Flattered, and even briefly tantalized by the possibility of assuming the federal office once held by her late brother-in-law Robert F. Kennedy, and also becoming a colleague of her brother-in-law Teddy Kennedy, then serving as Massachusetts’ U.S. Senator, she finally joked, “Id win of course!” before asserting how satisfied she finally was in having begun her career as a book publishing editor.
It was not the first time the widow of President Kennedy had been considered for a political position.
President Lyndon B. Johnson had urged her to consider accepting either the ambassadorship to Mexico or France shortly after he succeeded to office upon her husband’s assassination, but she felt her responsibility to her two young children would prevent her from carrying out the duties required of such a post.
One must search back to the even before the beginning of the presidency to find another example and it is one involving not a former First Lady – but a future one, in a time predating the actual creation of the United States.
In 1775, along with the highly-educated and outspoken Mercy Otis Warren of Massachusetts and Hannah Winthrop, the wife of the governor of the Massachusetts colony, Abigail Adams, described as being a “farmeress,” was appointed by the colony’s General Court to question several “Tory” women loyal to the British crown for suspicion of their activities undermining the fight for independence.
Details about what this entailed and for how long they conducted this work is vague and barely chronicled, but there is documentation in the way of her husband’s response upon hearing the news.
At the time John Adams was then in Philadelphia, serving on the Second Continental Congress committee which would draft the Declaration of Independence a year later. He wrote to Abigail Adams with pride:
“…you are now a politician and now elected to any important office, that of judgess of the Tory ladies, which will give you, naturally, an influence with your sex…”

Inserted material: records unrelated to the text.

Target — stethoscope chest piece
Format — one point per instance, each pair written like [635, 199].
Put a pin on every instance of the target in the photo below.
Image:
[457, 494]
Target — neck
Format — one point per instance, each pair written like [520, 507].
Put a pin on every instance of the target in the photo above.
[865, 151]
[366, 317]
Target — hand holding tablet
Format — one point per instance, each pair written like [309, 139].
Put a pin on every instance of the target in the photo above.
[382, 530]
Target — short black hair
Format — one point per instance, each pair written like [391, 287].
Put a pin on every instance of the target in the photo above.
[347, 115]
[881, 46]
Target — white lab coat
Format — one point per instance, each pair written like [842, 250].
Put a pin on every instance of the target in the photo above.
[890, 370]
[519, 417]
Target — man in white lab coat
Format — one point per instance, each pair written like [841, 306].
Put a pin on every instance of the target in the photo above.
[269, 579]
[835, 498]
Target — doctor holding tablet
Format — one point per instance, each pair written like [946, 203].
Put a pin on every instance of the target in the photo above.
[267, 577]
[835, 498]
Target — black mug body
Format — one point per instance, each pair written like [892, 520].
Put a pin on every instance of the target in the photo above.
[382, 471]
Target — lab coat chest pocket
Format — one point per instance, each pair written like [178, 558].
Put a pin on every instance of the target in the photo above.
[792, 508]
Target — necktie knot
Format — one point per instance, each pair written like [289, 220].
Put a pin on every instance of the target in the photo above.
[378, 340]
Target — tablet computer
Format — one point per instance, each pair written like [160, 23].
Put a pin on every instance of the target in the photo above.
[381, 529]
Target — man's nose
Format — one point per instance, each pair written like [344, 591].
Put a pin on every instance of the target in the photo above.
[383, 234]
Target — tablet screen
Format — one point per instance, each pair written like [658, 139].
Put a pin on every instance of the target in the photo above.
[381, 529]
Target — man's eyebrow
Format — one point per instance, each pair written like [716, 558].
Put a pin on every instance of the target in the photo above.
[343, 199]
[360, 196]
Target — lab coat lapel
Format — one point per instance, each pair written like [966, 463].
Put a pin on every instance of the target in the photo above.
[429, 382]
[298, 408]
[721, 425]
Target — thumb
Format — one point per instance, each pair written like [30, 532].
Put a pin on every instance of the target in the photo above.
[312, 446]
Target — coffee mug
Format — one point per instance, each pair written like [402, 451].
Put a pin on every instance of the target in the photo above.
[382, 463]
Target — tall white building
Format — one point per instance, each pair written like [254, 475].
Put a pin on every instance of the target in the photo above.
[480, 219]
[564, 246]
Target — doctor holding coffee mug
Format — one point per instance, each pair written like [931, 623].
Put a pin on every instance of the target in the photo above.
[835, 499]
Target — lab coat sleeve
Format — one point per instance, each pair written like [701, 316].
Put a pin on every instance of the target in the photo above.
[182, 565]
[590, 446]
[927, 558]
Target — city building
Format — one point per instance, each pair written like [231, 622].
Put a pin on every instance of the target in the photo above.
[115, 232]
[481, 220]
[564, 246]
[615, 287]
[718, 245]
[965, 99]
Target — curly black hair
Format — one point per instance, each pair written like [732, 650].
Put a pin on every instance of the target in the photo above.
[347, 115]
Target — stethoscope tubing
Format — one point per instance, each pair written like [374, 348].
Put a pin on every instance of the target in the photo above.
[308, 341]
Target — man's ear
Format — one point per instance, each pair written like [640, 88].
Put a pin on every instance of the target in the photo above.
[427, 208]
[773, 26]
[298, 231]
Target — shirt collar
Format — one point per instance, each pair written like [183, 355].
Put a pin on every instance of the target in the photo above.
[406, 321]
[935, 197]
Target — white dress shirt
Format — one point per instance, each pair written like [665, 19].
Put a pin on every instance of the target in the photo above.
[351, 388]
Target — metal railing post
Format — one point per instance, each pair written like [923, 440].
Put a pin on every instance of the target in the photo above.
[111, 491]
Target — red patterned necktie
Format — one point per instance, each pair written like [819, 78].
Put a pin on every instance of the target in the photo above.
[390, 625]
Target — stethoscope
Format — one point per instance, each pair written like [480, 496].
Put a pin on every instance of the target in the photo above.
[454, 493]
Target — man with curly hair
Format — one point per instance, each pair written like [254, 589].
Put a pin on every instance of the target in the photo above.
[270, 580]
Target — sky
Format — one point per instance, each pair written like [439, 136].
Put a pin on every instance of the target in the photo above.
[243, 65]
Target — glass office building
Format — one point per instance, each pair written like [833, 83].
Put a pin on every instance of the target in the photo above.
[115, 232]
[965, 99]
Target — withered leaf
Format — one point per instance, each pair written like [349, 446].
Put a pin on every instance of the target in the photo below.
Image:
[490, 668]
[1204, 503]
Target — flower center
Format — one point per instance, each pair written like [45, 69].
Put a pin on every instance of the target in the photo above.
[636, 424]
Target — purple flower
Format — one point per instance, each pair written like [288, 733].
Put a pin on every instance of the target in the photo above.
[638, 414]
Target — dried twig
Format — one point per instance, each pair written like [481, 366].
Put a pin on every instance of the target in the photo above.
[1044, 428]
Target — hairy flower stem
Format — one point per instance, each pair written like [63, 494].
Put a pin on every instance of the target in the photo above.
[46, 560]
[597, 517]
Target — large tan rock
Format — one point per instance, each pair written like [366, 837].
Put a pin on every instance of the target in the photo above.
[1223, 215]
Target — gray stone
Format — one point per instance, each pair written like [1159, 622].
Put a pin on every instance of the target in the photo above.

Mrs. Adams appreciated the sentiment.
Still, if as her husband put it, she “naturally” had derivative political influence due to who she was married to, she also wanted it to be legally ensured for all women and not just a privileged few:
“I desire you wold remember the ladies and be more generous and favorable to them than your ancestors!….If particular care and attention is not paid to the ladies, we are determined to foment a rebellion, and will not hold ourselves bound by any laws in which we have no voice or representation.”